Des joueurs réintégrés grâce à un don de 40 dollars...
La plupart des joueurs évoqués dans les listings dévoilés par Yahoo Sports ne sont plus à la fac, à l'image de Markelle Fultz (Philadelphia 76ers), Dennis Smith Jr (Dallas Mavericks) ou Kyle Kuzma (Los Angeles Lakers), entre autres. Aucune sanction ne peut donc être prononcée à leur encontre. Mais quelques joueurs listés sont encore à l'université, comme Miles Bridge de Michigan State. Son éligibilité a été remise en cause pour trois éléments : un dîner avec des membres de sa famille pour 40 $, un autre avec lui pour 70 $, et un paiement en liquide d'ASM à sa mère pour 400 $. Aucune preuve n'aurait été apportée pour les deux derniers événements. Pour le premier, Bridge a fait un don de 40 dollars en faveur d'une œuvre caritative et a été réintégré immédiatement par la NCAA. Il devrait terminer la saison (championnat de la conférence Big 10 puis championnat national) sans être inquiété.

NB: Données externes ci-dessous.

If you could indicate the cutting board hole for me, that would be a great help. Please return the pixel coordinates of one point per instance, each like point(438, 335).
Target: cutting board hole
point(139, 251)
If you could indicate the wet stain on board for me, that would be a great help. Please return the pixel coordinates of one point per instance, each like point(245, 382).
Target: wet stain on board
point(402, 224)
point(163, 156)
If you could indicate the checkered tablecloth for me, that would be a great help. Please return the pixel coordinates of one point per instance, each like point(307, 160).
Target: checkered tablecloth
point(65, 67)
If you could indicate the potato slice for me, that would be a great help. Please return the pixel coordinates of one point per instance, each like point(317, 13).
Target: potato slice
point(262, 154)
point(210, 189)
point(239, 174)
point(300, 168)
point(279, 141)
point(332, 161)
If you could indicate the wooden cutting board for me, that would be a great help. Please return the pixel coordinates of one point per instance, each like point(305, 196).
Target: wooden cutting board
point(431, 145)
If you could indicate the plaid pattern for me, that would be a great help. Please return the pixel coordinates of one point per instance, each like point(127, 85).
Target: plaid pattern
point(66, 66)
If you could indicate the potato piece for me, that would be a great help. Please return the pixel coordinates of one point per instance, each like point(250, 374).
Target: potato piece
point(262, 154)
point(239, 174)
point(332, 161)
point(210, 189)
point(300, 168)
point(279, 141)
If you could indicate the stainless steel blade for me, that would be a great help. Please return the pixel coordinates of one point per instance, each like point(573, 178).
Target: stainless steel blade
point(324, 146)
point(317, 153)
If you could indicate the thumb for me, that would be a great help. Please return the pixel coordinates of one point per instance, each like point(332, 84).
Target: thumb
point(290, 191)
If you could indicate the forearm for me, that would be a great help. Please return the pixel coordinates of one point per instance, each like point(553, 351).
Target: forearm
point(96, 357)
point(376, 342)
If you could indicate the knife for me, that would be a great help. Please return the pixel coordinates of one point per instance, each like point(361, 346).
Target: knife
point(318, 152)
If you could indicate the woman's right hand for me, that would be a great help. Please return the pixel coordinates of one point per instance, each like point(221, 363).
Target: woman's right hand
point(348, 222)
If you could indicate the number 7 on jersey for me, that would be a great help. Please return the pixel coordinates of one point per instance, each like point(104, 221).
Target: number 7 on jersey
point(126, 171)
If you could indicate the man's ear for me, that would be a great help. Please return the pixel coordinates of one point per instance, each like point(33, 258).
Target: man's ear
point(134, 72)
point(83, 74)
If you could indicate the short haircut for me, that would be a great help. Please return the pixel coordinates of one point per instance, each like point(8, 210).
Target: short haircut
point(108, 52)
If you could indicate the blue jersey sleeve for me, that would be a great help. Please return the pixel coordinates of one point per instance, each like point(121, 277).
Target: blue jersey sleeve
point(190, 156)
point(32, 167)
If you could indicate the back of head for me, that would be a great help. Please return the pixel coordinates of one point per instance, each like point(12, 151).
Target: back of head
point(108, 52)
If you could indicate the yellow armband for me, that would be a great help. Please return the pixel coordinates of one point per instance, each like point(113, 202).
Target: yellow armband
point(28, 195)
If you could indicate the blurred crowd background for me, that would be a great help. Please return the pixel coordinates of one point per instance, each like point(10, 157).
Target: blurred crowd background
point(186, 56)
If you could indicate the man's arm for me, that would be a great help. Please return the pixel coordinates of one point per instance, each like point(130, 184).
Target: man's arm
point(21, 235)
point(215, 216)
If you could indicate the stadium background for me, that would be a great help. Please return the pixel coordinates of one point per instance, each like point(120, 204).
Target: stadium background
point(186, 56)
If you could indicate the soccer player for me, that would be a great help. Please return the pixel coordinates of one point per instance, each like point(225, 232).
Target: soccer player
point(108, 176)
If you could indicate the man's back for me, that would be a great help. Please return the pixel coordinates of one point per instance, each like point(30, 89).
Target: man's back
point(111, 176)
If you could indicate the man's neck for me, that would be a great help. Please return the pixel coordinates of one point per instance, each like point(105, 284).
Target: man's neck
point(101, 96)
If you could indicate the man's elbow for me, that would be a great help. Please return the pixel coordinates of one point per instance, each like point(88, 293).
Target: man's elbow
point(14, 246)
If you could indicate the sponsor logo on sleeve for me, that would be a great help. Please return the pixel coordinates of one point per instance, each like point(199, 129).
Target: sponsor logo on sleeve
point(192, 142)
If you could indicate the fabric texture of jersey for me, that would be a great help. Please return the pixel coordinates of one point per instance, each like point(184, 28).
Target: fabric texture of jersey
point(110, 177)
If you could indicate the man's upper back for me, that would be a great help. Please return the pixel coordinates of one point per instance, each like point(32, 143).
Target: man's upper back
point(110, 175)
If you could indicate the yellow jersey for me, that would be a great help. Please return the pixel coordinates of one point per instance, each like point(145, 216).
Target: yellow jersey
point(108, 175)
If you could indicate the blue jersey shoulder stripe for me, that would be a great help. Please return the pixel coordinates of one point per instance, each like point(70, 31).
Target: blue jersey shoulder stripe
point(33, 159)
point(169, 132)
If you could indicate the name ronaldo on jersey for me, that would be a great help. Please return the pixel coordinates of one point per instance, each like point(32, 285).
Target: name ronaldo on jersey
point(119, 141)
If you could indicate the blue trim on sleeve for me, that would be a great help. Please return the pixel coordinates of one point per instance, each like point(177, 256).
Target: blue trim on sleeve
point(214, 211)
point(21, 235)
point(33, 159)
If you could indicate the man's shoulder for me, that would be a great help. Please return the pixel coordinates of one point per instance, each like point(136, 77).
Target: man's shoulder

Duke, Kentucky, North Carolina, de grandes facs dans le viseur
Outre Michigan State et Bridge, de nombreuses universités très réputées ont été citées dans les divers documents : Kentucky de l'entraîneur John Calipari, fournisseur «officiel» de la draft NBA depuis plusieurs années ; North Carolina, la fac championne en titre guidée par Roy Williams ; Texas, l'université où s'était rendu Kevin Durant ; Washington où évoluait le dernier numéro 1 de la draft Markelle Fultz ; sans oublier Duke du légendaire Mike Krzyzewski. La fac de Coach K est inquiétée pour un joueur actuellement dans son effectif, Wendell Carter Jr, et une histoire de repas de ses parents avec un agent. La scène telle que décrite par les parents indique qu'ils ont quitté le restaurant avant que la moindre commande de nourriture ne soit passée. Comme souvent avec les règles NCAA, les sommes et les situations sont risibles par rapport à un business, le basket universtaire, qui génère des milliards de dollars et où les seules personnes à ne pas pouvoir en bénéficier sont les joueurs eux-mêmes.
L'heure du changement ?
L'ampleur médiatique des affaires actuelles pourrait avoir un bon côté pour le sport universitaire, le basket en particulier, en faisant évoluer les règles draconiennes autour de l'amateurisme. «C'est un moment terrible pour notre sport qui depuis des années supplie à genoux pour du changement, a plaidé Mike Krzyzewski. Parfois, à moins que quelque chose de terrible n'arrive, on n'évolue pas. Nous avons besoin de changer. On doit regarder cette règle d'amateurisme et la définir différemment. Devenons plus modernes dans ce que nous faisons.» Le patron de la NCAA ne s'est pas montré opposé. «On va en parler. Il serait parfaitement normal de chercher à avoir des choses faites différemment de maintenant.» Mais Emmert prévient qu'il ne s'agira pas de payer les joueurs comme certains le demandent : «Le principe fondamental, c'est que les étudiants-athlètes ne doivent pas jouer pour être payés. Il s'agit de jeunes hommes et femmes qui pratiquent un sport pendant qu'ils sont à l'université. Ils doivent être des membres de l'université, pas des employés.» Une évolution, oui. La révolution, non.